In this context, the group aims to reach a capacity of around 1,000 beds through acquisitions in the coming years, while newly built hospitals gradually enter service between 2026 and 2030.

El Harti noted that combining acquisitions with construction is designed not only to accelerate expansion, but also to secure early profitability during the initial years of investment outside Morocco, rather than waiting for new facilities to become fully operational.

On regulatory and licensing matters, he praised the responsiveness of Saudi authorities, saying the regulatory framework and investment-friendly environment under Vision 2030 played a decisive role in Akdital’s decision to enter the market.

He added that the facilitation measures and institutional support provided by Saudi regulators reflect a clear commitment to developing a robust and structured private healthcare sector capable of meeting rising demand.

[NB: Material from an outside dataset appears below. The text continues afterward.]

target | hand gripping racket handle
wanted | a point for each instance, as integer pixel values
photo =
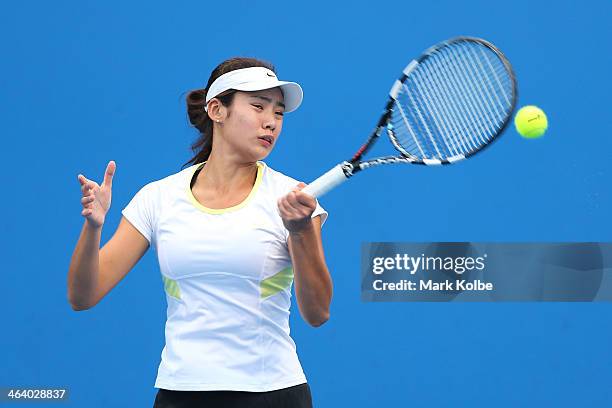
(326, 182)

At the regional level, El Harti revealed that Akdital’s Gulf expansion strategy is centered on Saudi Arabia as the first phase, followed by the United Arab Emirates at a later stage, as part of a carefully sequenced regional plan.

Beyond the Gulf, Akdital has recently acquired a majority stake in a leading healthcare group in Tunisia, comprising more than 600 beds and over a decade of operational experience. The acquisition marks the group’s first investment outside Morocco in North Africa and underscores its ambition to become a multi-polar regional healthcare player.